However, as early as 6 months, teriparatide overcomes the inhibition of bone remodelling induced by prior antiresorptive therapy. Previous studies investigated the changes in various
biochemical markers of bone turnover during Selleck P505-15 treatment with teriparatide or PTH(1-84) in osteoporosis treatment-naïve subjects. They reported significant increases in bone formation markers as early as 1 month after starting teriparatide or PTH(1-84) therapy in postmenopausal women with osteoporosis [11, 13, 14, 29–31], in patients with glucocorticoid-induced osteoporosis [10, 32], and in men with idiopathic and hypogonadal osteoporosis receiving teriparatide [17, 33, 34]. The changes in PINP, b-ALP and t-ALP during the first 6 months of teriparatide treatment GF120918 clinical trial in the present study are consistent with those reported previously in treatment-naïve subjects.

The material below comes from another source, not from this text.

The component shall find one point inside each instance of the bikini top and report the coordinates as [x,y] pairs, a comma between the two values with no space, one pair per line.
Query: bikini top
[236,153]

Several reports have shown that the increase in bone formation markers induced by teriparatide or PTH(1-84) is smaller or shows a delay in subjects GDC-0449 nmr who have been previously treated with a potent bisphosphonate
[16, 17, 19]. This effect is even more marked if the patients are receiving concomitant treatment with potent antiresorptives [15, 19]. However, the delayed effect on bone formation markers observed during the first months of teriparatide or PTH(1-84) therapy is overcome with longer treatment duration, and the differences between treatment-naïve Ibrutinib patients and prior antiresorptive drugs users are no longer statistically significant after 6 months of treatment. Our results are consistent with other studies that compared the effects of different types of antiresorptive drugs on the response
of biochemical markers of bone turnover during teriparatide treatment. During the first 5 months of teriparatide therapy, postmenopausal women with osteoporosis previously treated with risedronate for a minimum of 24 months experienced a statistically significant greater increase in bone marker turnover than patients previously treated with alendronate, but the difference was no longer significant after 6 and 12 months of continuous treatment [35]. Our bone marker and BMD results confirm that long-term teriparatide treatment is able to reverse the low bone turnover status induced by treatment with potent bisphosphonates. This can also be observed at the tissue level with the described changes in microdamage accumulation and dynamic histomorphometric parameters in humans [36–38]. We analyzed the performance of three bone formation markers to monitor teriparatide treatment by evaluating the signal-to-noise ratio.